Financing international Operations Introduction This paper contains responses to two case studies done in different parts. That is part one, two and three. The fist part is comprised of answers to a case study named “Does the devil really wear Prada”, the second part is comprised of answers to a case study named “hill international”. The last part comprises the broader lessons for the international business and their managerial implications. Below are the sections. Part 1 Do you agree with the decision to list an IPO or should Prada consider other financing options?
What are the pros/cons of such options? – Prada made the right option concerning the financing method. The pros of this option include avoiding high leverage thus reducing the company’s exposure to default risks. However, the cons of the option is a reduced control over the company by the Private owners (Daniels, Radebaugh & Sullivan, 2013). Are there any downsides to Prada’s decision to list in Hong Kong? – Yes, Prada had hoped for a higher investor turn up than was actually experienced. Secondly, the numbers of shares sold were not as high as expected and lastly, the share price was lower than anticipated.
Concisely, the downside of their choice was raising lower funds than expected. What types of foreign exchange risk does Prada face? – Prada faces translation and operational risk that occurs during the conversion of revenues from foreign to home currency. What advice would you give them to hedge against their risks? – They should consider using forward market hedge. This is an agreement between more than one party, to exchange currencies, in the future, at a rate determined in the current period (Daniels, Radebaugh & Sullivan, 2013).
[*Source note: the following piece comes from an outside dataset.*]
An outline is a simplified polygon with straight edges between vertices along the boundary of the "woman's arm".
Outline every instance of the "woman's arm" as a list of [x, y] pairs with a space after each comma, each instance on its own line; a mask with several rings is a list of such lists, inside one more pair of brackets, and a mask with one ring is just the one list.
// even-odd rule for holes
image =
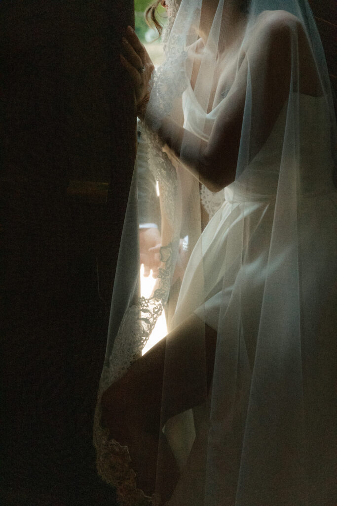
[[[140, 43], [134, 32], [128, 37], [130, 47], [142, 54], [145, 50], [139, 50]], [[289, 96], [294, 55], [298, 55], [297, 64], [302, 77], [306, 69], [300, 68], [300, 63], [305, 58], [310, 60], [308, 48], [303, 27], [296, 18], [284, 11], [263, 13], [243, 48], [239, 69], [219, 108], [208, 142], [187, 131], [170, 116], [162, 120], [158, 133], [171, 156], [212, 191], [218, 191], [231, 183], [235, 177], [244, 113], [250, 98], [248, 79], [252, 105], [250, 130], [254, 133], [249, 146], [251, 159], [266, 142]], [[309, 72], [310, 65], [306, 68]], [[132, 77], [131, 73], [130, 75]], [[308, 88], [310, 82], [303, 78], [301, 86], [303, 82]], [[134, 84], [135, 86], [134, 81]], [[308, 89], [304, 92], [308, 93]], [[145, 119], [151, 127], [155, 118], [149, 111]]]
Part 2 What role did the Korean government play in creating the 1997 crisis?
– The Korean government through Kim Young-Sam, then the incumbent president, did a lot of encouragement to invest in export oriented industries in an attempt to increase Korean economic growth level. It is by encouraging the Korean institutions by President Kim that heavy investments were made in new factories without a thoughtful future prediction of the consequences (Hill, 2013). What role did Korean enterprises play in creating the 1997 crisis? – The Korean enterprises such as the Chaebol took the President’s encouragement and acted rashly.
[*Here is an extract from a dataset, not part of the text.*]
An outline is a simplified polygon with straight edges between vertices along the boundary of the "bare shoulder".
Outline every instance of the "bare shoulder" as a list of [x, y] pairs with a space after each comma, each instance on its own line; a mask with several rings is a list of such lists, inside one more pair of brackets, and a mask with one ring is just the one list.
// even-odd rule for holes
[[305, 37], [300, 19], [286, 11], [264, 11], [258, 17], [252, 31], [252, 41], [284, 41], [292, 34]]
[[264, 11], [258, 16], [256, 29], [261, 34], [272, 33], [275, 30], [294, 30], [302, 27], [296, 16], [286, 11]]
The company managed to fund its heavy investment through debt facilities. Choebol’s capital structure reflected a highly leveraged position. The value of debt was four times that of the shareholder’s equity. Other enterprises made investments based on the unrealistic forecast on demand on their products. The Korean market was saturated with products such as DRAMs. There was an unanticipated sales decline, which negatively affected revenue streams of many organizations. Consequently, they could not service their heavy debts.
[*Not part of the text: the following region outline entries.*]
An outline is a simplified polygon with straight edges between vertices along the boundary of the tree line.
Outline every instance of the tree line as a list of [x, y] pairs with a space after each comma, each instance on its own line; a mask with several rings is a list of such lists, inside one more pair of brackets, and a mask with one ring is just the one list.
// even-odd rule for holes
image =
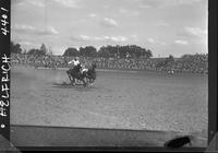
[[97, 50], [93, 46], [80, 47], [78, 49], [74, 47], [68, 48], [63, 56], [65, 57], [104, 57], [104, 58], [150, 58], [153, 57], [152, 50], [142, 48], [136, 45], [125, 45], [125, 46], [102, 46]]
[[[33, 48], [27, 52], [22, 52], [21, 45], [11, 42], [11, 52], [13, 54], [27, 54], [27, 55], [47, 55], [46, 45], [41, 45], [39, 49]], [[94, 46], [80, 47], [69, 47], [64, 50], [64, 57], [104, 57], [104, 58], [150, 58], [153, 57], [152, 50], [142, 48], [136, 45], [125, 45], [125, 46], [102, 46], [98, 50]]]

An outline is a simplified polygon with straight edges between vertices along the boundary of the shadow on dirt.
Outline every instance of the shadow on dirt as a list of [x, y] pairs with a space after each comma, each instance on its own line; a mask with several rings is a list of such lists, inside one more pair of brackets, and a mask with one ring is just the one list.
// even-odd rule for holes
[[70, 83], [53, 83], [52, 87], [57, 87], [57, 89], [73, 89], [73, 90], [78, 91], [78, 92], [88, 92], [88, 91], [98, 89], [95, 85], [83, 86], [82, 84], [75, 84], [75, 86], [73, 86]]

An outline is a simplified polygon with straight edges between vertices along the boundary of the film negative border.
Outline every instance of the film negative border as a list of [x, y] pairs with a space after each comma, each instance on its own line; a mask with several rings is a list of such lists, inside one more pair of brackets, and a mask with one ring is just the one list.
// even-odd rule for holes
[[0, 134], [10, 141], [10, 7], [11, 0], [0, 1]]

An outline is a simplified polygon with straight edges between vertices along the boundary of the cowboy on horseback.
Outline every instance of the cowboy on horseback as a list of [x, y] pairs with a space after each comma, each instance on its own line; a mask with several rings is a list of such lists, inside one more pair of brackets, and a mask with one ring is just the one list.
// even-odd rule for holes
[[69, 64], [72, 64], [72, 67], [70, 69], [75, 69], [77, 74], [81, 73], [82, 67], [81, 67], [81, 62], [77, 57], [75, 57], [73, 60], [69, 61]]

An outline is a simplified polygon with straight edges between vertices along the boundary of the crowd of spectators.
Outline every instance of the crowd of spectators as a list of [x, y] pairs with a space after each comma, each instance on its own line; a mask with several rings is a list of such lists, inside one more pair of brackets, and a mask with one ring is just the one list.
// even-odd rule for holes
[[[63, 56], [36, 56], [12, 54], [12, 63], [25, 64], [32, 67], [47, 68], [69, 68], [68, 61], [74, 57]], [[92, 62], [96, 62], [98, 69], [116, 69], [116, 70], [140, 70], [140, 71], [161, 71], [178, 73], [207, 73], [208, 72], [208, 55], [185, 55], [181, 58], [90, 58], [80, 57], [81, 63], [90, 67]]]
High debts and unrealistic demand forecast are the role of the enterprises in the crisis (Hill, 2013). Why was the Korean central bank unable to stop the decline in the value of the won? – The Korean Central bank did not help settle the heavy debt problem that faced many South Korean companies. This was the underlying problem and a failure to which, the value of won decrease despite any attempt by the central bank (Hill, 2013). What are the common elements between the Korean financial crisis in 1997 and the economic meltdown that the United States experienced in 2008?
Should the U. S. government have done anything different to prevent the meltdown? Just like in the Korea, the financial crisis in the U. S. was caused by a failure on the government side to control the financial market thus allowing companies to take unnecessary borrowing risks. The U. S should have put a borrowing limit on the financial market, to help reduce the level of debts to the borrowing companies. This would reduce leverage and help companies evade default risks (Hill, 2013).
Part 3 The international business arena is faced with many risks such as exchange rate. Movement in the exchange rate has either a negative or a positive influence on the value of currencies traded. The Korean case proves the assertion. Concerning the Prada’s case, it is important to note that other risks of international operation are operational and translation. Therefore, it is important to engage in risk mitigation methods such as the use of derivatives (Denzel, 2010). References Daniels, John D., Radebaugh, Lee H., and Sllivan, Daniel P. (2013).
International business: Environments and operations. New York: R.R. Donnelley. Denzel, M. A. (2010). Handbook of world exchange rates: 1590-1914. Farnham [u. a.]: Ashgate. Hill, Charles W. L. (2013). International business: Competing in the Global marketplace. New York: RR Donnelley.